With the mobile phone dominating a large part of the internet, with an increasing interest in certain areas of the internet like multimedia and e-reading. Mobile ads are also becoming a very significant driving factor for revenue generation. Everyone is eager to cash in on this new business, and that includes Google. It was recently reported that Google is following Facebook's footsteps in serving news to consumers on their own, albeit a bit different way. The company has named their new publishing tool 'Instant Articles', and might be preparing the announcement, according to a new invite that came in. This new technology natively hosts articles directly in partnership with publishers on a news feed so that the user does not have to wait for a good 8 seconds or more as the news articles are already pre-loaded in the cache. It shows up instantly, much to the convenience of the user.

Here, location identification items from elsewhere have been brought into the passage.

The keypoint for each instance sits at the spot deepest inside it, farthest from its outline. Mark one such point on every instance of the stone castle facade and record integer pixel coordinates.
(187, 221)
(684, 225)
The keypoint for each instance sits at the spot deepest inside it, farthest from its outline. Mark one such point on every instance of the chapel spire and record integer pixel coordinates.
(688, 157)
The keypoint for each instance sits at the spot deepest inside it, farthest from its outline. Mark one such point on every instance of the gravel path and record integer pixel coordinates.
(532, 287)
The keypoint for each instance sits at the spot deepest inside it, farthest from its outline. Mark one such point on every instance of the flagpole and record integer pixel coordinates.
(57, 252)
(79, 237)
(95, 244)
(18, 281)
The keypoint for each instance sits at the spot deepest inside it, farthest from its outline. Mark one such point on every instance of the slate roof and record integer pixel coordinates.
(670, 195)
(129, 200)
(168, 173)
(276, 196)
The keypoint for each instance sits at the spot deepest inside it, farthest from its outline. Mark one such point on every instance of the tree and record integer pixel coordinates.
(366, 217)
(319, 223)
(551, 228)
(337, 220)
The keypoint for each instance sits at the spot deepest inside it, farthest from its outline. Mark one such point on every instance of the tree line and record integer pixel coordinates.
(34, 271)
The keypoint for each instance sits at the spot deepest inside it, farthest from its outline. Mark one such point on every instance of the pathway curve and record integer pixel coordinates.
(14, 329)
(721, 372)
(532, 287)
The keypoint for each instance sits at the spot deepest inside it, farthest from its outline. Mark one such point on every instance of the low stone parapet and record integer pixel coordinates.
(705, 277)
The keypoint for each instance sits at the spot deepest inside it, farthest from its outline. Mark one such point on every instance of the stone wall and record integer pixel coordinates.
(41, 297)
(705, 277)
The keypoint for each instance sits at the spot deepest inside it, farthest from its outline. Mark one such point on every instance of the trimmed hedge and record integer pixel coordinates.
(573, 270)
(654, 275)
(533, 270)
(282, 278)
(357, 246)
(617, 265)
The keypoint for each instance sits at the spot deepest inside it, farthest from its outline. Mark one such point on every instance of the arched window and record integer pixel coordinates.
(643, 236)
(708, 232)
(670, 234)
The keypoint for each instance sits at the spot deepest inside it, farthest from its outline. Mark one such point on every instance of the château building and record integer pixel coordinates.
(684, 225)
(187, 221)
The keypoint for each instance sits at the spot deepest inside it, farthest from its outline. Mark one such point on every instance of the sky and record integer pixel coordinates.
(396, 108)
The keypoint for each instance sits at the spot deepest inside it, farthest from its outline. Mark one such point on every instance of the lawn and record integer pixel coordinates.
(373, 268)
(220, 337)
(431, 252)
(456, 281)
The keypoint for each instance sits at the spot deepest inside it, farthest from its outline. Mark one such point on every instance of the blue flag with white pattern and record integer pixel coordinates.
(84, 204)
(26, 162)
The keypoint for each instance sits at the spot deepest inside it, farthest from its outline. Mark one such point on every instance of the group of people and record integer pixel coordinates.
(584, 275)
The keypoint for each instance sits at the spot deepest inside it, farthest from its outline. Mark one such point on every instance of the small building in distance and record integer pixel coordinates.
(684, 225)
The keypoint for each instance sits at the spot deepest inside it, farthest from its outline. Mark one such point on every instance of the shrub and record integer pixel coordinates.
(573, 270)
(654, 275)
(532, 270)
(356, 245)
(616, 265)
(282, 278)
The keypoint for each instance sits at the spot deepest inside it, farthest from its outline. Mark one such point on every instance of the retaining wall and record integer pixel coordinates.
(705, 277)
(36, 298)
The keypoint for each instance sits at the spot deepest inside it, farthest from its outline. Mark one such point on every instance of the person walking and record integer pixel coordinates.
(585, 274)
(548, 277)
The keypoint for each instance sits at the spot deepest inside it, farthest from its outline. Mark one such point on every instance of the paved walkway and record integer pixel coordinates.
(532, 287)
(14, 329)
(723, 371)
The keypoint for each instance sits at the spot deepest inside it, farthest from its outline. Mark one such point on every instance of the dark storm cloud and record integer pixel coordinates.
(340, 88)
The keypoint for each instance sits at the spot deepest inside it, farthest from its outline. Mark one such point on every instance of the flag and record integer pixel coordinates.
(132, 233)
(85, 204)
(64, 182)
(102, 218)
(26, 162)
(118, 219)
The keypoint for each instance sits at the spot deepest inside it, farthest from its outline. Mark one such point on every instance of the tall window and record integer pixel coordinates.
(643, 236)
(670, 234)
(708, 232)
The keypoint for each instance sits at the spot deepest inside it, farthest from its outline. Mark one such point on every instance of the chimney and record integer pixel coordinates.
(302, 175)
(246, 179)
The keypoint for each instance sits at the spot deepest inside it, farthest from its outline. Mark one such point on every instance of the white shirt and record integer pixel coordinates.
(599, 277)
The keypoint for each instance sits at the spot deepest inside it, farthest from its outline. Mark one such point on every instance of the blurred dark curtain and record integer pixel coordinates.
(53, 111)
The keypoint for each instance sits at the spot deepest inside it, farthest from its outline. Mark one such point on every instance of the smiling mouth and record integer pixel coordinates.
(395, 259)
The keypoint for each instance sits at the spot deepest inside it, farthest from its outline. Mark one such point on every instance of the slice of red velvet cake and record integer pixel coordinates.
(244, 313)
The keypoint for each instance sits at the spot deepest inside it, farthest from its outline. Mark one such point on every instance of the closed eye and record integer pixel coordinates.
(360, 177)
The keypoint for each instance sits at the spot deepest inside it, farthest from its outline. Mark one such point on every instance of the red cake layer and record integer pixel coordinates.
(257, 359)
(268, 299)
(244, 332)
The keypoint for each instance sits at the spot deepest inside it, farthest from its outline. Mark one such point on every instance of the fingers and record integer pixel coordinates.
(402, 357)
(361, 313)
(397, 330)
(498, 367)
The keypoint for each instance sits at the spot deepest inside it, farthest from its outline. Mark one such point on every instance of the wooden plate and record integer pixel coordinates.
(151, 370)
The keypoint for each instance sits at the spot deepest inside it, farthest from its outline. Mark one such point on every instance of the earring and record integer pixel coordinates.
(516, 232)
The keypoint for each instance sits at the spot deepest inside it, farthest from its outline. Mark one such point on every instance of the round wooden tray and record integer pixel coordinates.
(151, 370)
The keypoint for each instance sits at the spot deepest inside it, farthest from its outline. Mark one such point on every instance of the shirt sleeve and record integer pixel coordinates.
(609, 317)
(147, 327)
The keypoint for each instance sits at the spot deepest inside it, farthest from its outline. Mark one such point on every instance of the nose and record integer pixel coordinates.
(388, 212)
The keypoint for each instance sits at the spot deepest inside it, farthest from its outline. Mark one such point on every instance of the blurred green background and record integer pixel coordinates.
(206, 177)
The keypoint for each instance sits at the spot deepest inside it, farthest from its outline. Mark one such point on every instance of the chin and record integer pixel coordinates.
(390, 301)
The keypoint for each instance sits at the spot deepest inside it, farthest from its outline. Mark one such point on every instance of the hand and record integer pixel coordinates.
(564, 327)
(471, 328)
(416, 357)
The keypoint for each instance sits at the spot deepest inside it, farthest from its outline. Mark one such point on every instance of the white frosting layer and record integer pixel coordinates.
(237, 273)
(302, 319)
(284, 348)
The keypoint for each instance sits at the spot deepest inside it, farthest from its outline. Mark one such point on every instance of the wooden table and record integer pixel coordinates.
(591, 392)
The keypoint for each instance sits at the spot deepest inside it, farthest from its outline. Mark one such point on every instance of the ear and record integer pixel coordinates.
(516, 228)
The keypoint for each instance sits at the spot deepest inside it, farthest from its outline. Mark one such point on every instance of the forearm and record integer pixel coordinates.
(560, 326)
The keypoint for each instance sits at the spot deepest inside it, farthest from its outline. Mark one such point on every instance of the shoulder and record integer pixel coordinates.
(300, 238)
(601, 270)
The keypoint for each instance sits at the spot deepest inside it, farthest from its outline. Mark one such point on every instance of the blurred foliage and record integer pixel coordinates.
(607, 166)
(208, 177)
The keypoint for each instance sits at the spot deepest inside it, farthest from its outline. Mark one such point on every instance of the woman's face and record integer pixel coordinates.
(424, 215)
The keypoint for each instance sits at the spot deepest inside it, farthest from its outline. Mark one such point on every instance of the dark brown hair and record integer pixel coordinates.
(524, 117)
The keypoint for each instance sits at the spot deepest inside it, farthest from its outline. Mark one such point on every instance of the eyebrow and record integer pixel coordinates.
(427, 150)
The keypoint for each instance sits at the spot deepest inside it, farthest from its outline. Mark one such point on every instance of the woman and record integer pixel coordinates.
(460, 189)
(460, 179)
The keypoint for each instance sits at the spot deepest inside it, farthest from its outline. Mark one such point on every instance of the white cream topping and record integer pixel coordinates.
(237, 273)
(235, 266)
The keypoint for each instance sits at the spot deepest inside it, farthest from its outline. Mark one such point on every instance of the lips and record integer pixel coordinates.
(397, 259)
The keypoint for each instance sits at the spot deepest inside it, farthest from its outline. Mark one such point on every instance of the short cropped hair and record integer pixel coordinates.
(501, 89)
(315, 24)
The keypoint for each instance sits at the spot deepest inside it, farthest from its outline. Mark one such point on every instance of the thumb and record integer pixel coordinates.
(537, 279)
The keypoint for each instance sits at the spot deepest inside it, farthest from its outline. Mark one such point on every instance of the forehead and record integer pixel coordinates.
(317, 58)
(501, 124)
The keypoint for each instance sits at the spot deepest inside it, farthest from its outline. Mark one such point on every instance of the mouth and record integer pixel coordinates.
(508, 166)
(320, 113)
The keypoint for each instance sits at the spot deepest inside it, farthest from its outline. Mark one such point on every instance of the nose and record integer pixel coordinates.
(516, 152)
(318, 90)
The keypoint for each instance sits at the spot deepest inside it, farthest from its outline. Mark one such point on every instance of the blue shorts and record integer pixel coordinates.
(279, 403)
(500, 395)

Facebook and Apple have already dived into this arena head-on, but they are doing things a bit differently, using their own formatting on each and every article, nullifying the way publishers originally planned out the article, and also hosting a formatted version of the article on their own servers, thereby reducing redirects and ultimately load times. Google is partnering with Twitter and developing an open source platform that reduces the time to load an article to almost zero seconds by pre-loading the article as a cache version. Google does not store the content on their servers and instead uses a cached version of the article. This tool will also retain the ads from the original article, making the ads more valuable as users are more likely to use this blazing fast service to read their news and articles rather than hop from site to site with a significant load time. The cached pages will also not be a branded page, and the tool will be open source so that every site can contribute and come into a partnership with Google, expanding the reach and availability.
According to an upcoming invite from Google for an event coming up next Wednesday themed "an open source initiative for the mobile Web", this announcement could very well be in cue, though its yet to be seen how the technology fares after a global launch.